Convention Countdown

All Aboard: Captain Reviews the Contested Convention PDF Print E-mail
Written by Nicole Russell   
Tuesday, 18 December 2007 23:17

Captains Quarters jumps on board with those speculating about a brokered convention. But he's not as excited as I am at the possibility:

Republican primary voters have sent a very clear message: they have not found their candidate. After a remarkable full-year, full-court press, the top five candidates remain bunched together closely enough to have a serious shot at winning at least one of the early states. No one has broken out of the pack on either a national or state-to-state basis, and all of them have serious obstacles to uniting the conservative coalition, fair or unfair.

What happens if Huckabee wins Iowa, McCain wins or comes close in New Hampshire, Romney wins South Carolina, and Rudy can't close the deal in Florida? The other large states would normally take cues from early momentum, but instead, they will have no clear bandwagon on which to jump. [Snip]

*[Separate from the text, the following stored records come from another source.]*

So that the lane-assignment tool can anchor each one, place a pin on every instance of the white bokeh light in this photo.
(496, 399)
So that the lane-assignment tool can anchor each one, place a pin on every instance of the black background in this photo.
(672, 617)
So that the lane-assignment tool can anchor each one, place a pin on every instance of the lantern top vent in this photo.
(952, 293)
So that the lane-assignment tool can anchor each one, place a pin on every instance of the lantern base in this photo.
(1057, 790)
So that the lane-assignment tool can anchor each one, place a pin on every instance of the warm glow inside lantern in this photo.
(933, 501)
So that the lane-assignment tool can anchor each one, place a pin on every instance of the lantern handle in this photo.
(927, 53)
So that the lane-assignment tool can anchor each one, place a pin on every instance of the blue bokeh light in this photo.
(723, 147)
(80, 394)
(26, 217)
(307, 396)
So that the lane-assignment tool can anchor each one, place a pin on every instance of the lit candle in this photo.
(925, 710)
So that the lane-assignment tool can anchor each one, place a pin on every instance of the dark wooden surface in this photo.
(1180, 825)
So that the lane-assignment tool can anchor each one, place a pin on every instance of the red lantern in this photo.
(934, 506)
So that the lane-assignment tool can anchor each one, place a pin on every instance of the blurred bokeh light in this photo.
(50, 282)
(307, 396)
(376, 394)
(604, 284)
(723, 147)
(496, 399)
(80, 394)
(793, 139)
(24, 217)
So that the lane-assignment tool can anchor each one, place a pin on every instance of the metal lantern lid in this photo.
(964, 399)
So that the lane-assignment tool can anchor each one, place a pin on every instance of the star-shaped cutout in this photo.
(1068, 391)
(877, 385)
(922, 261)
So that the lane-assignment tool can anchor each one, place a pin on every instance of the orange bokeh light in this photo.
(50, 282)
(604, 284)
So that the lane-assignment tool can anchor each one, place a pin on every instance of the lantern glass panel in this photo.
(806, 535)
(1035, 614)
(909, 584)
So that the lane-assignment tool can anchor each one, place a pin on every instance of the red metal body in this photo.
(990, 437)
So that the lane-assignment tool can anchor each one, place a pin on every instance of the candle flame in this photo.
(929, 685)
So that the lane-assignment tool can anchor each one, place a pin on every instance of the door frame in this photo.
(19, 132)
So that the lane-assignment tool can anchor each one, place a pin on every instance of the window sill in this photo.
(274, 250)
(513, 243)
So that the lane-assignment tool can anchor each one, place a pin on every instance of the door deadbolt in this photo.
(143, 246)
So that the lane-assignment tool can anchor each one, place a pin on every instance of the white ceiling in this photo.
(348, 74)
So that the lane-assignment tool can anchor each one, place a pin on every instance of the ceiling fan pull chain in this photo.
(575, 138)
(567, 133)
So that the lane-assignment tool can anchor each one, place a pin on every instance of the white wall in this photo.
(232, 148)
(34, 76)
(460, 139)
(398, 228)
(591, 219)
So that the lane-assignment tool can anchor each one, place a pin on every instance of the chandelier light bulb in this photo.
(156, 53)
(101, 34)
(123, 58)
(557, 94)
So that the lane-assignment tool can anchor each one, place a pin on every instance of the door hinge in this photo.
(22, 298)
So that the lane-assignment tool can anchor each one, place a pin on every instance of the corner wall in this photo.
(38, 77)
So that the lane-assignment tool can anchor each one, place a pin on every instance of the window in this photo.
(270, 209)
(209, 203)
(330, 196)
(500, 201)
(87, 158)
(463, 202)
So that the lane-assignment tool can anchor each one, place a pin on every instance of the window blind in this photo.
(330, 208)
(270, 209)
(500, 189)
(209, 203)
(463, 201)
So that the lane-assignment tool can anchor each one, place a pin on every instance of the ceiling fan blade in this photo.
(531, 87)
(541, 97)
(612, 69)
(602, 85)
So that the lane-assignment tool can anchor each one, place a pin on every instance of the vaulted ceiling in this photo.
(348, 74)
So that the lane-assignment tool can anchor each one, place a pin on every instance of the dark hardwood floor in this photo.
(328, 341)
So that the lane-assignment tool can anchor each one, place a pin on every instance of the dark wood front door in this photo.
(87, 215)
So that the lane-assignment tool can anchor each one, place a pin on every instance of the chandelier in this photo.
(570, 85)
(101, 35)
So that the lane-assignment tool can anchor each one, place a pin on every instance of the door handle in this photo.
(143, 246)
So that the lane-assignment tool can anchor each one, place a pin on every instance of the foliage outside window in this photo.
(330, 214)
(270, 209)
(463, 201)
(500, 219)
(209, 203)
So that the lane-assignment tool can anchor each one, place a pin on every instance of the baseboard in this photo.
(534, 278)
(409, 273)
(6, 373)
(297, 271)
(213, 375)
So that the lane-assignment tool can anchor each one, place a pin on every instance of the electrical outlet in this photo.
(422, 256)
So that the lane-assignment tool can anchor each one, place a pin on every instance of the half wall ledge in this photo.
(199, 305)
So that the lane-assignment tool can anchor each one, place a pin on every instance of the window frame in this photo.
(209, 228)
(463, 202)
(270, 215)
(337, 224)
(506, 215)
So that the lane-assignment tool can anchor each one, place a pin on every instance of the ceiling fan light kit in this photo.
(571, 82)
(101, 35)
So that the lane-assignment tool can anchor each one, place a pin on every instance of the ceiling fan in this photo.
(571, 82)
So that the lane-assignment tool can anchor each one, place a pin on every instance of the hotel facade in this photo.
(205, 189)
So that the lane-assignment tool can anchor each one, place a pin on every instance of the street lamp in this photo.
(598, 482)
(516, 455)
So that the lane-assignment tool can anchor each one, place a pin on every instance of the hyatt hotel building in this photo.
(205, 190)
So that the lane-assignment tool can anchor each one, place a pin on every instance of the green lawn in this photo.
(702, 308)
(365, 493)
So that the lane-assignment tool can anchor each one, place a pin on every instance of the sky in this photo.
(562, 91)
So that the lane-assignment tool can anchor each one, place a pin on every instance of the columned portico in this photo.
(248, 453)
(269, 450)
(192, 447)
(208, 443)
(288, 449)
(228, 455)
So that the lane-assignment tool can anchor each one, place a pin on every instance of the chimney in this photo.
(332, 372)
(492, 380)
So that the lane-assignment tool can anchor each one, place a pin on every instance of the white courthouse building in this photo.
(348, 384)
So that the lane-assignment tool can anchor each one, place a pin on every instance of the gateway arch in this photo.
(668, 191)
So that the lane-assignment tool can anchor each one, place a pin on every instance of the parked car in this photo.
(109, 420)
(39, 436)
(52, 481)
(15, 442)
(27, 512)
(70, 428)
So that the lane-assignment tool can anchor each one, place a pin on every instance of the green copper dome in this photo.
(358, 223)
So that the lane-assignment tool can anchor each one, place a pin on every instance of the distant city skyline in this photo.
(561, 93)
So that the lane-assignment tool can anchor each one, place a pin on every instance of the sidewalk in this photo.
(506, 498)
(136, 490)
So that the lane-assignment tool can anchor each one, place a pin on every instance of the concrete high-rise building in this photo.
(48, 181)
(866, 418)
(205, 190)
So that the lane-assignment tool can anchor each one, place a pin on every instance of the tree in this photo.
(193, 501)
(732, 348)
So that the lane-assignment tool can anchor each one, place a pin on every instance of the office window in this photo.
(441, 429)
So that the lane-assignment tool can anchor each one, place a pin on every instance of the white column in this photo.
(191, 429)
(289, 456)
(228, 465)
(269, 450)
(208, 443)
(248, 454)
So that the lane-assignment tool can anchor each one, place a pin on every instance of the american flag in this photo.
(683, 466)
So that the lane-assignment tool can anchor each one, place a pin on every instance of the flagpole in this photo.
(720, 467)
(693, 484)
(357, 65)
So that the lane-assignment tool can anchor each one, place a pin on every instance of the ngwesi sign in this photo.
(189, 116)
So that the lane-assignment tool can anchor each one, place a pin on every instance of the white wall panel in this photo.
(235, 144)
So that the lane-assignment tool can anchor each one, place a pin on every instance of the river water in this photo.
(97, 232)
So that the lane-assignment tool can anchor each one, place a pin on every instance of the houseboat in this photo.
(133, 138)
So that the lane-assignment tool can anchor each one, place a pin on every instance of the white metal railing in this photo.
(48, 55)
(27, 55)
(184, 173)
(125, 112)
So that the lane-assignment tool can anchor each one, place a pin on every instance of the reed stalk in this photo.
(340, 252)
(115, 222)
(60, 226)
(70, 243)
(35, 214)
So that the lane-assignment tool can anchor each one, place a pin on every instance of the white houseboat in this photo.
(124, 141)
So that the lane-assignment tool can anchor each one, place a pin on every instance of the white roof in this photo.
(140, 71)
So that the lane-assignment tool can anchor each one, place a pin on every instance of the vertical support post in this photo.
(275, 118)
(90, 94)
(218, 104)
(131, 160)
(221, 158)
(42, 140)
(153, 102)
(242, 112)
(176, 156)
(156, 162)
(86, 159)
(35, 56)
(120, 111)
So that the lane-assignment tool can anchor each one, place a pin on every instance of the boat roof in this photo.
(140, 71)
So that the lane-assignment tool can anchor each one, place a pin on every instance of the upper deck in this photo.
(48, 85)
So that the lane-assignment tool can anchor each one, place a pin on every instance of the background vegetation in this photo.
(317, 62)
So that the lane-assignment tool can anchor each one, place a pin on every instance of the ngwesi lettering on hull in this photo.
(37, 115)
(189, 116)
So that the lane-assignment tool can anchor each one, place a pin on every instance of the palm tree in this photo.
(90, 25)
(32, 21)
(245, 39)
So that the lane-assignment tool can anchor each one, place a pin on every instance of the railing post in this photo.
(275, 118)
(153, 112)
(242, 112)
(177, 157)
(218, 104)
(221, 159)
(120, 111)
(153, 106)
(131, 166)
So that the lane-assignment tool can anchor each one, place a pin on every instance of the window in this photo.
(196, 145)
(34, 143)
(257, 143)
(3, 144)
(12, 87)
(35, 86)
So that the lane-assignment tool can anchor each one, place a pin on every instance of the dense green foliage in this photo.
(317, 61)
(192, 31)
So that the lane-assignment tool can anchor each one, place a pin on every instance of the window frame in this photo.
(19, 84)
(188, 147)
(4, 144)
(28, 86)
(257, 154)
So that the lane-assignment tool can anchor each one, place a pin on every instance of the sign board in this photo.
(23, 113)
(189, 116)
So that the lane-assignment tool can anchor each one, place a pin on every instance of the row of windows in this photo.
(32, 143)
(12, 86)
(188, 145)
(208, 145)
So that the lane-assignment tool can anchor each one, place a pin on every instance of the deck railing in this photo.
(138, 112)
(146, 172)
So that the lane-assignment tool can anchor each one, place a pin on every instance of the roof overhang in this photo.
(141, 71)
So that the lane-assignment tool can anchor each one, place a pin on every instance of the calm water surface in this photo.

In other words, absent some magic momentum in the next two weeks, this could be a giant mess. The Republicans do not have an Establishment presence in superdelegates as the Democrats have; the RNC cannot impose its will. So then what? The Republicans will have to continue the same campaign for another seven months, until the convention in Minneapolis in the first week of September. It makes for high drama, but almost certainly for disunity and wasted effort -- and a huge head start for the Democrats.

Like I've said before, a contested convention may be a journalists dream, but it may also prove to be nightmarish, not just for the presidential campaign managers or convention organizers, but for politicos who want a Republican in office.